Greater Jwala Hindu Temple near Baku, Azherbaijan has Sanskrit and Punjabi inscriptions

The influence of Hinduism beyond the normal borders of India has been well known.  Here is an inscription from the “Fire Temple”in the Surakhani town of Azherbaijan.  It is in the suburb of the capital Baku.  The inscription here clearly starts with श्री गणेसाय नम:

Atesh in Persian means Fire, and Gah means bed.  This area was over a natural gas – which has since been exhausted, and since natural fires would start over the natural gas crevices, it had a connection to fire.  Interestingly, one finds inscriptions, both in Sanskrit and Gurumukhi.  The Punjabi inscriptions are from the Adi Granth.  Although there is some debate whether this place was a Zoroastrian temple or a Hindu Temple.  However, many factors contribute to it being a Hindu Temple.  For example:

  • There is a ‘trishula’ (trident’ the symbol of Shiva clearly visible on the cupola (Source: Hormusji Dhunjishaw Darukhanawala (1939), Parsi Lustre on Indian Soil, G. Claridge)
  • Yogic austerities were performed at the site as per historical records (Source: Samuel Gottlieb Gmelin’s Reise durch Russland (1771) as cited in Karl Eduard von Eichwald’s Reise in den Caucasus (Stuttgart, 1834))
  • The inscriptions are clearly in Sanskrit and reflect the devotion to the Fire Goddess, Jwalaji

The physical manifestation of the Jwalaji – Goddess of Fire – is always established in a place with natural gas springs.  So, as per many devotees of Jwalaji – the Ateshgah temple was known as “Greater Jwala ji”; while the temple in Jwalamukhi town of the Kangra district of Himachal Pradesh state of India, is known as “smaller Jwalaji”.

Ateshgah Inscription
Ateshgah Inscription:

An inscription from the Baku Atashgah.

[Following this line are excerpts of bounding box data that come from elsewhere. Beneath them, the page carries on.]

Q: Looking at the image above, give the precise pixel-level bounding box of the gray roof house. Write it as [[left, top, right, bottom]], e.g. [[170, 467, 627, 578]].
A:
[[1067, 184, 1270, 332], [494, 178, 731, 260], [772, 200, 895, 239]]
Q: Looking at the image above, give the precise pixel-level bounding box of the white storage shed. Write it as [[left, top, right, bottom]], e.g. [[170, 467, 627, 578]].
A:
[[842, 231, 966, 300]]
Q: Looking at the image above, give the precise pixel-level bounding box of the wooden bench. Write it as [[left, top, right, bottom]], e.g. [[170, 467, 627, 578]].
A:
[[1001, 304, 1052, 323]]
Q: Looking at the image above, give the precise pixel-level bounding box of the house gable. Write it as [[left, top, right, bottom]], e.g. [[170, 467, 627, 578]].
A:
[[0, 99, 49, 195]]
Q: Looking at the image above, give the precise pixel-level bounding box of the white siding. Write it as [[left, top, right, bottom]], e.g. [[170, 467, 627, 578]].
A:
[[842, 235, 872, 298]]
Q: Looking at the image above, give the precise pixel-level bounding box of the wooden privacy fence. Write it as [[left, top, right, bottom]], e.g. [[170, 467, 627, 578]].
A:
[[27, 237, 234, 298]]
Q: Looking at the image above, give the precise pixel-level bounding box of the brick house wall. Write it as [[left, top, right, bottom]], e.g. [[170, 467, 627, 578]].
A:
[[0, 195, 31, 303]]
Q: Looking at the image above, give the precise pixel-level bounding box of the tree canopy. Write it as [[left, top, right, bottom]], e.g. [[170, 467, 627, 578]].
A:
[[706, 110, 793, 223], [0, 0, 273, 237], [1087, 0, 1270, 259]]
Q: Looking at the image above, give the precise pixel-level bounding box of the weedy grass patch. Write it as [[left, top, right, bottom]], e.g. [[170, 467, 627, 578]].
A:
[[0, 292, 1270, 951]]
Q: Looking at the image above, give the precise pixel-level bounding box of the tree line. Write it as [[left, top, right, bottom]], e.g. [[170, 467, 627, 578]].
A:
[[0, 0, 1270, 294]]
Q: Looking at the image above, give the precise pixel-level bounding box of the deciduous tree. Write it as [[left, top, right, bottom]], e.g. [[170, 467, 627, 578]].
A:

The first line begins: I salute Lord Ganesh (श्री गणेसाय नम), the second venerates the holy fire (जवालाजी, Jwala Ji) and dates the inscription to Samvat 1802 (संवत १८०२, or 1745-46 CE). The Persian quatrain below is the sole Persian inscription on the temple[5] and, though ungrammatical,[5] also refers to the fire (آتش) and dates it to 1158 (١١٥٨) Hijri, which is also 1745 CE.

Building temples dedicated to the five elements is very common Yogic practice.  And, that is why it is not surprising at all that the Yogi devotees of the Fire Goddess, Jwalaji would have gone all the way to Baku to establish and consecrate a temple there for Fire Worship.